Migraine Headache Pathophys + Diagnosis
Hey Team,
Let’s talk about migraine. Not treatment yet, we’ll save that for later. This is a refresher on pathophysiology, diagnosis, and clinical definitions, partly for the group and partly for me. Our understanding has evolved, and it’s worth updating our shared mental model.
Pathophysiology
Migraine is best understood as a primary disorder of neuronal dysfunction, driven by abnormal brain excitability and dysregulated pain modulation rather than a purely vascular process.
Cortical events trigger trigeminovascular activation, leading to CGRP-mediated neurogenic inflammation and progressive sensitization.
In migraine with aura, the initiating event is cortical spreading depression, a slow, self-propagating wave of neuronal depolarization followed by transient cortical suppression.
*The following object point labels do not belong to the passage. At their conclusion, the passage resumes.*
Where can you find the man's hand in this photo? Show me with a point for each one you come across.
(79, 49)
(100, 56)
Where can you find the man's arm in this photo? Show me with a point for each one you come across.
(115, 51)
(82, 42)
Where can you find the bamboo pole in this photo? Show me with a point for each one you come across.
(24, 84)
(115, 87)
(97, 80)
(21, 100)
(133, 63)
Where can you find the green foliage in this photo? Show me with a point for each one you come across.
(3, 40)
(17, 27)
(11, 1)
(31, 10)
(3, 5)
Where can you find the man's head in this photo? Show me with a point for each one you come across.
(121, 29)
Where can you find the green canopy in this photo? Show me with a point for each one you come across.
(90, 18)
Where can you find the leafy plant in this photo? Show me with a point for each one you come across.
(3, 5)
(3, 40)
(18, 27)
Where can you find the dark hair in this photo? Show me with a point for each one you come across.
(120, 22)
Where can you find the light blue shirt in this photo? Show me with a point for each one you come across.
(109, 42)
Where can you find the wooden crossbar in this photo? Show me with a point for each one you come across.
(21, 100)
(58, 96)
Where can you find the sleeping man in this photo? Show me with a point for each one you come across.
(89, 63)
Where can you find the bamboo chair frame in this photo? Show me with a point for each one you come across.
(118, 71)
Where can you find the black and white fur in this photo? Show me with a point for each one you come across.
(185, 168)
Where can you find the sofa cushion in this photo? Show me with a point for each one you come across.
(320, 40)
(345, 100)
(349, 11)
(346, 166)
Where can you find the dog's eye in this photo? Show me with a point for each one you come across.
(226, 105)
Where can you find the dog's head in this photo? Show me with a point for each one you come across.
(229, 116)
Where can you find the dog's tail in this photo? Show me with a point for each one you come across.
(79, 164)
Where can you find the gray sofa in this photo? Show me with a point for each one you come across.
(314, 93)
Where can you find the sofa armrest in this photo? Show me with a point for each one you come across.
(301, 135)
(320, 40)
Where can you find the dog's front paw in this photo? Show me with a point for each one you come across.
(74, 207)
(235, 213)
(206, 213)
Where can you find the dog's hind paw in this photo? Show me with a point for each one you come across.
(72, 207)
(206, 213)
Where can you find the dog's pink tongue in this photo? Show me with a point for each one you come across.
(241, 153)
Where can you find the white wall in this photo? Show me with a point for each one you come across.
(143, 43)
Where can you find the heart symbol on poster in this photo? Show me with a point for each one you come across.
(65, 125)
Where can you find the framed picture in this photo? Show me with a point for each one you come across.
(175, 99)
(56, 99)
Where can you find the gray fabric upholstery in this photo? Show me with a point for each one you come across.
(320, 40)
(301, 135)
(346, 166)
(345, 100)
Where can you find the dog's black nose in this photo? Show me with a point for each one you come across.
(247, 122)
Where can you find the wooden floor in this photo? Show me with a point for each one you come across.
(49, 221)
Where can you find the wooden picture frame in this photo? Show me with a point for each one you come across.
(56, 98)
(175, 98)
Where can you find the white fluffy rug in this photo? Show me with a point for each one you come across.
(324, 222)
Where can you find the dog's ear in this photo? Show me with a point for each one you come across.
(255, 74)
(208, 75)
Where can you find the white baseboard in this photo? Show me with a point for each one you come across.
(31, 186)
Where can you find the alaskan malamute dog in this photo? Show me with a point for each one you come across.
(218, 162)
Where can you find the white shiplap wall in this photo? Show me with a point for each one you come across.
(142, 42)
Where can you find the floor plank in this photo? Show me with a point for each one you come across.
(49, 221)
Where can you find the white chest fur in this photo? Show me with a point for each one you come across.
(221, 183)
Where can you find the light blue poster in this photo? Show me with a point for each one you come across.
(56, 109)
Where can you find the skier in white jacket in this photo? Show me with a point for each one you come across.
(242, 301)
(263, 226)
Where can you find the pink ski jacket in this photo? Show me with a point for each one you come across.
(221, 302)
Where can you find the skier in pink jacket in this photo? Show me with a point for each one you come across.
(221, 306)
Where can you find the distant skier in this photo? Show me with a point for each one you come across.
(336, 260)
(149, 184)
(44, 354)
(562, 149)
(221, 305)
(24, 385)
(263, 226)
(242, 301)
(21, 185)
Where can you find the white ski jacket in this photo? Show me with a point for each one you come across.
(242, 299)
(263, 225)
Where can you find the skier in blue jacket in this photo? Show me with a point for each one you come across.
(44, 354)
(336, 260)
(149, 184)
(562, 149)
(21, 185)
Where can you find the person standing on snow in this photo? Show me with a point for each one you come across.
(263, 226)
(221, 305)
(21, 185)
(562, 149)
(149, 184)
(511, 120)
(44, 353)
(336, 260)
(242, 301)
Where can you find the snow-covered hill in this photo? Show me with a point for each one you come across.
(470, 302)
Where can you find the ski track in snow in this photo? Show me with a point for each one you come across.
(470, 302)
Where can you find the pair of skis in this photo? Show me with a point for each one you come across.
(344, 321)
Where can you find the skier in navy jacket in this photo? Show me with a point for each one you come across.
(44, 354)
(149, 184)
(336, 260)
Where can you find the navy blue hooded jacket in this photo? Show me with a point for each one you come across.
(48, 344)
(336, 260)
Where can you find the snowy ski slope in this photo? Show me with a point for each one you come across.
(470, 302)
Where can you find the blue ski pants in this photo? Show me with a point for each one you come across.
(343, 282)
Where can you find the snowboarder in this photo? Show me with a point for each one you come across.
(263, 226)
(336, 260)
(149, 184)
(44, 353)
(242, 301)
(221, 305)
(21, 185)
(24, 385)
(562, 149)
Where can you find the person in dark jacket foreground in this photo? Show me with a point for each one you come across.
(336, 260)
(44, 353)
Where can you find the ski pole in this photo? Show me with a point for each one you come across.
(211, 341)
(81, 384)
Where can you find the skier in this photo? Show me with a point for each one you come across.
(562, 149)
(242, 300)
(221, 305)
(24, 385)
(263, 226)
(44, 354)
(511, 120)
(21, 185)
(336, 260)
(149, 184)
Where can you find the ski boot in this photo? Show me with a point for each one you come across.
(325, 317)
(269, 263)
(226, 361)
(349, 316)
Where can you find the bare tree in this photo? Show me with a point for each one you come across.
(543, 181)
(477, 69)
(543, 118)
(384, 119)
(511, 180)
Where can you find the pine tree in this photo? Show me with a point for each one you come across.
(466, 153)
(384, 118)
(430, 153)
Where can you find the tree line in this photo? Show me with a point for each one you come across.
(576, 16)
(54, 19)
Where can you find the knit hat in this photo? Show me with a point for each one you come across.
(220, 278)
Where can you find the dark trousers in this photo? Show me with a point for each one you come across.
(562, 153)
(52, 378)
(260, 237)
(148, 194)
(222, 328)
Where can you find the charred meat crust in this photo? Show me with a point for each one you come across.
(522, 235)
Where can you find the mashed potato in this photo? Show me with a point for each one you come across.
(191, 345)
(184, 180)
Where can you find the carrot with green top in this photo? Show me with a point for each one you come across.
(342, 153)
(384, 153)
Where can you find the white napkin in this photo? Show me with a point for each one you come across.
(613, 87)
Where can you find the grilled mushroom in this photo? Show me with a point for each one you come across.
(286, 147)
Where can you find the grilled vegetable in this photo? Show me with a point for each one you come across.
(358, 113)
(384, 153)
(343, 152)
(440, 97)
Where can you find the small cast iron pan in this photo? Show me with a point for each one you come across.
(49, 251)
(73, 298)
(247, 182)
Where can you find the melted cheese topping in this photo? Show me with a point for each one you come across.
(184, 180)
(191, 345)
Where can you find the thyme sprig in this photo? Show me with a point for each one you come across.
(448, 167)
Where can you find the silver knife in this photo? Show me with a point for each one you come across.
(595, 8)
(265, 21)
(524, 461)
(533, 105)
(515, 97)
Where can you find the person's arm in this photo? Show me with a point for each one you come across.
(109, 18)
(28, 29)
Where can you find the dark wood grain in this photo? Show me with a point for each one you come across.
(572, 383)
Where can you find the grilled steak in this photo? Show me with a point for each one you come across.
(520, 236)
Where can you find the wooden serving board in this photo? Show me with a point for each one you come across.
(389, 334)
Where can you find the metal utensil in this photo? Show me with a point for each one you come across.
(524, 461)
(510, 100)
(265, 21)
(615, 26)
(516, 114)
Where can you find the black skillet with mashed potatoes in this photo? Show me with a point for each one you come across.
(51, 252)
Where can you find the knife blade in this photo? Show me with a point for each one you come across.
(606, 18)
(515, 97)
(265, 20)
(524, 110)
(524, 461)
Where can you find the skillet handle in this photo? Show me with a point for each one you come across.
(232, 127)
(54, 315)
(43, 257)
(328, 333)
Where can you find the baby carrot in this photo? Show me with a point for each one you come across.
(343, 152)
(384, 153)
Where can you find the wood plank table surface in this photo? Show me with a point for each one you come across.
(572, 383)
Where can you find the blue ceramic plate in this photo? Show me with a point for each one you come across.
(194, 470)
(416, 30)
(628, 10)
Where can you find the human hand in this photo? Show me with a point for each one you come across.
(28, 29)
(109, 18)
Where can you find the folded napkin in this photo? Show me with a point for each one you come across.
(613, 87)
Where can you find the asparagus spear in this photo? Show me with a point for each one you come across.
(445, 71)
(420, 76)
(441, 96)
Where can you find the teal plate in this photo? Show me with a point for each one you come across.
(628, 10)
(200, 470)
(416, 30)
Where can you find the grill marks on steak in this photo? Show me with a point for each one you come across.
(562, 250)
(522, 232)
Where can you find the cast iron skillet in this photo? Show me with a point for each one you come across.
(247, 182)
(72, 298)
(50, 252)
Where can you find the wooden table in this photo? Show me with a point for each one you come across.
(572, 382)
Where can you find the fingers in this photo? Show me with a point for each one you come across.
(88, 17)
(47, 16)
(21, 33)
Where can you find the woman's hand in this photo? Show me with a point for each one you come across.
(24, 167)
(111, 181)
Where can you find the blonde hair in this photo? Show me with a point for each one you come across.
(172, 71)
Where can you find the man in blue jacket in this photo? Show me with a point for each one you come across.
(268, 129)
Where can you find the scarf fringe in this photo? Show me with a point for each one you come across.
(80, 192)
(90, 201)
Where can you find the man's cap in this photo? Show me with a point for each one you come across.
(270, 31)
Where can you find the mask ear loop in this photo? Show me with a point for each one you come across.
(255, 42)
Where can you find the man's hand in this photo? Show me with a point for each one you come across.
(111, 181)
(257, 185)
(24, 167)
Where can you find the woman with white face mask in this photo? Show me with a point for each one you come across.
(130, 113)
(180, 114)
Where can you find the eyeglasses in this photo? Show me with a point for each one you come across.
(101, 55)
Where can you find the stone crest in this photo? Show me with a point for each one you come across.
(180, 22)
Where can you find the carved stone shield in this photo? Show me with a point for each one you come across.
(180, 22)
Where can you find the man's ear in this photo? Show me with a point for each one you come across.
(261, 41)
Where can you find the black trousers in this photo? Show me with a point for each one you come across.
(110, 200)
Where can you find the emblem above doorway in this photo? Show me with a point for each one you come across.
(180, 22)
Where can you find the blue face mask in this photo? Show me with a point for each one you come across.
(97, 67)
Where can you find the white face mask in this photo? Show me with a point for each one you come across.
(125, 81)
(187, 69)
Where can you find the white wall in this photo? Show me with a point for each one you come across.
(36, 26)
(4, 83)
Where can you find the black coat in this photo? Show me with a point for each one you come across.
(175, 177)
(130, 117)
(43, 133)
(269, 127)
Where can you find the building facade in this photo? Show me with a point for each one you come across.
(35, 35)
As this wave moves across the cortex, it produces focal neurologic symptoms (eg, visual aura) and activates meningeal trigeminal afferents while altering blood–brain barrier permeability.
Migraine without aura may reflect cortical spreading depression occurring in regions where depolarization is not consciously perceived (eg, cerebellum), still triggering downstream trigeminovascular activation.
Activation of the trigeminovascular system results in release of vasoactive neuropeptides, particularly CGRP, which amplifies nociceptive signaling and sustains headache pain.
Repeated or prolonged activation leads to peripheral and central sensitization, manifesting as throbbing pain, worsening with movement or coughing, photophobia, hyperalgesia, and cutaneous allodynia, and helps explain why delayed ED treatment is often less effective.
This framework explains the broad symptom profile of migraine and underscores why early, mechanism-targeted therapy matters in the emergency department.
Triggers
An evidence-based review concluded that stress, menstruation, visual stimuli, weather changes, nitrates, fasting, and wine are probable migraine triggers. This reinforces that migraine attacks often reflect a lowered neurologic threshold, rather than a single causative exposure.
Clinical Presentation
Migraine is a disorder of recurrent attacks that unfold over hours to days. A typical attack progresses through four phases: prodrome, aura, headache, and postdrome.
Prodrome
Occurs in up to 70% of patients, typically 4 to 48 hours before headache onset. Common symptoms include light or sound sensitivity, fatigue, neck pain, and cognitive or mood changes (eg, irritability or euphoria). Patients may also report food cravings, yawning, and changes in bowel function.
Migraine Aura
About 25% of patients experience one or more focal neurologic symptoms during the aura phase, and most will go on to develop headache. Typical aura features include gradual onset, duration less than one hour, a mix of positive and negative symptoms, and complete reversibility.
Positive symptoms reflect active neuronal discharge and may be visual (bright lines, shapes), auditory (tinnitus, noises), somatosensory (paresthesia, burning), or motor (jerking or rhythmic movements).
Negative symptoms reflect loss of function, such as vision loss, numbness, or weakness.
Migraine Headache
The headache is often, but not always, unilateral and typically throbbing or pulsatile as intensity increases. Over one to several hours, patients commonly develop nausea, sometimes vomiting, and worsening pain with routine physical activity. Photophobia and phonophobia are common, often leading patients to seek a dark, quiet environment.
Postdrome
After headache resolution, patients may experience transient pain with sudden head movement and often feel drained or exhausted, though some report mild euphoria or a sense of clarity.
Diagnosis
Migraine is a clinical diagnosis based on the International Classification of Headache Disorders (ICHD-3). The term “complex migraine” is no longer used and should be avoided, as it is imprecise and often conflates migraine with aura, hemiplegic migraine, or other neurologic syndromes. Current classification relies on specific, reproducible criteria.
Migraine without aura
At least 5 attacks
Headache lasting 4 to 72 hours (untreated or unsuccessfully treated)
At least 2 of the following:
Unilateral location
Pulsating quality
Moderate or severe intensity
Aggravation by or avoidance of routine physical activity
During headache, at least 1 of the following:
Nausea and/or vomiting
Photophobia and phonophobia
Not better accounted for by another diagnosis
Migraine with aura
At least 2 attacks
One or more fully reversible aura symptoms (visual, sensory, speech/language, motor, brainstem, or retinal)
At least 3 of the following:
Gradual spread over ≥5 minutes
Two or more symptoms in succession
Each symptom lasts 5 to 60 minutes
At least one unilateral symptom
At least one positive symptom
Headache accompanies or follows within 60 minutes
Not better accounted for by another diagnosis
More to come on treatment, but having a shared, up-to-date framework will allow us to accurately diagnose our patients.